The scene was this: Grandma and I were returning home at dusk, making our way up some ratty stairs just inside the building (not sure if it was a house or apartment) and headed for another door at the top. Suddenly, these mostly invisible and faceless phantoms (like those of my childhood nightmares) wafted about us and Grandma collapsed and I just grabbed hold of her before she fell down the stairs. I asked her if she wanted me to call for help first or try to get her up the stairs. I don't remember what she said but the next thing I did was yell out for the ghosts to go away, in the name of Jesus. They didn't right away, but Grandma was able to stand up and she was fine, as if she hadn't fallen. Then I kept saying it over and over, until the persistent devils started slurring my speech. Then I woke up.

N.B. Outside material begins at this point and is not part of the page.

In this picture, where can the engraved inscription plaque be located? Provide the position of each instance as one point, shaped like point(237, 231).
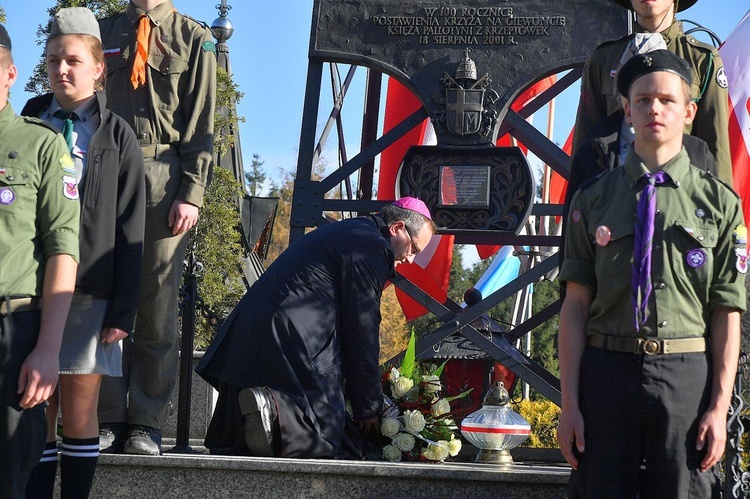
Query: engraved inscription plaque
point(511, 42)
point(465, 185)
point(484, 188)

I have an idea of why I dreamed what I did last night—at least for the most part, though I don't know why I was hanging out in a rickety old haunted house with my grandma—but aside from the why I'm just glad that the outcome was waking up to safety with my husband to comfort me and my thoughts to turn to Jesus and how he really will push Satan away if I ask in his name.
But Good wins. Oh sure, in my nightmare the bad-guy spirit made my tongue go all wonky so that I couldn't keep saying "in the name of Jesus Christ be gone!" so that is where I woke up really freaking out. BUT. Good wins. Good WON. That's a sigh of relief. I have no clue why the bad awful horrible stuff keeps going on generation after generation, but I have to keep reminding myself, or listening to God remind me, that he took care of the darkness and continues to do so by shining very brightly so that darkness is no more.
If I don't remember and believe then good will stop winning—at least in my little life but not eternally. And I can't make good keep going, the light stay on, by trying to do it myself. In my dream maybe I was trying to get rid of the evil and, duh, that won't work. I have to call on God because only he is strong enough. I want to believe that it is not just a dream-world situation or a Bible-times disciple thing. Jesus died for every single person. We can all call on him and his power of light and good and love to push away the dark powers when they are oozing in on us. When they are clouding our thoughts, twisting our words, coating us with stinky horrors.
So, I'd be really grateful to have no more nightmares, but day or night the reality is that if I start to trust, really trust that I can call on God to remove dark powers from my life—to be my ghostbuster on speed dial—then I don't have to freak out so much. Maybe I can stop freaking out at all.